KISMET

IN MEMORY OF THE DEATH OF LORD KITCHENER

The Sea has garnered what the Land would keep,
The Orkneys' brine enshrouds him in its gloom.
Unphrased, mysterious, he sank to sleep
In ocean deeps that darken o'er his tomb.
What message sealed his dead and sphinx-like lips
Up from his great heart, yearning to be told,
While strained in agony the stricken ship
Amid that wilderness of waters cold?
Methought while death's tubed menace sped the waves
The Sea exultant cried from vengeful crests,
"Him take I captive to my sombre caves,
For my lost Nelson, whom the land invests;
It prisons still my noblest sailor son,
So from the Land I take its peerless one."
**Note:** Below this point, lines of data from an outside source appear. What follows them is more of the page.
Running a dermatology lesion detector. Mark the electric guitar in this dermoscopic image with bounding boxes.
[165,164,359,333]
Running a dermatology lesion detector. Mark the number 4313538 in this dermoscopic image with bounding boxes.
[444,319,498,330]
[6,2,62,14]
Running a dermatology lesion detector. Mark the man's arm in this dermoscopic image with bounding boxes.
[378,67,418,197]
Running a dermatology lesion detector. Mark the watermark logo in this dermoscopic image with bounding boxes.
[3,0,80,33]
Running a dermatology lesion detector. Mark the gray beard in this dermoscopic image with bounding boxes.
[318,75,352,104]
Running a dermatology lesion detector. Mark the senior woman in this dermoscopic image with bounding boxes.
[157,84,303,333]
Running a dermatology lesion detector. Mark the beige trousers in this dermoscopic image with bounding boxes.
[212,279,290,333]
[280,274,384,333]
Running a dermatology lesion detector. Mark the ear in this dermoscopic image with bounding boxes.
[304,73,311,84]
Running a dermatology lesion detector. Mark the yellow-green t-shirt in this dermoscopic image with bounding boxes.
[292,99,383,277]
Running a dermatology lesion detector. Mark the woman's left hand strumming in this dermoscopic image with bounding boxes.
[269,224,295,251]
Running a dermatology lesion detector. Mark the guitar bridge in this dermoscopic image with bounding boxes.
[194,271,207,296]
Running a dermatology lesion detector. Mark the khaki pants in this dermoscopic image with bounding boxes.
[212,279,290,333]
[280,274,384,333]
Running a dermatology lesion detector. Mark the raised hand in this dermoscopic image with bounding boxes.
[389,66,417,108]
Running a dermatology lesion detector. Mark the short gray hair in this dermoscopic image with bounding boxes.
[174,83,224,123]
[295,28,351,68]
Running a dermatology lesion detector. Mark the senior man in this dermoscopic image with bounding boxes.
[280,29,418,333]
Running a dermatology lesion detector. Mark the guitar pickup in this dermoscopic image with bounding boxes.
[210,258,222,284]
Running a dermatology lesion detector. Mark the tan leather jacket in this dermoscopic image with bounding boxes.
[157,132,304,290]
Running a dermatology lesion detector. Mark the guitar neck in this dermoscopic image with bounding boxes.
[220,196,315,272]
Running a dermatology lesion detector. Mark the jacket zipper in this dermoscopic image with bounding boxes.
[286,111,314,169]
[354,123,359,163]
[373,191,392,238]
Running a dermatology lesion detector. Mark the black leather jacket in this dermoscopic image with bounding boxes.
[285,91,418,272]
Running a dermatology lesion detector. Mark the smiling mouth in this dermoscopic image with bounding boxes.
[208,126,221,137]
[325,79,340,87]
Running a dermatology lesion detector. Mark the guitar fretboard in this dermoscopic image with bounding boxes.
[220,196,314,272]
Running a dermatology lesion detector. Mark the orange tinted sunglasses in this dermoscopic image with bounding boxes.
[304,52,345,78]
He planned in continents and Empire hewed,
Moulding from out the waste an ordered world,
Striding a bronzed Colossus, grim and rude,
O'er Afric veldt and Egypt's sands, storm-swirled,
Pressing Imperial-purposed, to his goal;
Before, his country's high and luminous star,
He on her altar laid his splendid soul.
Bequeathed in martyrdom of glorious war.

Beside the Cyprus hills or Nubian sands,
By Libya's stony, terraced, huge plateau,
Within the trackless silence, "what commands!"
Whispered the Sphinx, his ear alone to know.
What portents shaped the wild sirocco's rage
Where Memnon tunes across the plain at dawn?
Saw he the vast armies of the west engage
In strife stupendous, in those days agone,
When by the Nile he conquered at Khartoum?
Saw he unmoved the vision of his doom?

With his high fame and liberty secure,
He rests, his task gigantic, nobly done.
Born for the ages, ever to endure,
He would not pass were victory not won.
Behold the prodigy he reared!—arrayed,
The millions surging to his trumpet voice
Proclaim the triumph that his genius laid.
Be brave, my England; it is well, rejoice!
Like Egypt's temples towering he stands
Amid the crumbling nations, battle-strewn,
Shadowing times, shifting war-duned sands,
Prodigious, silent, sombre, and immune.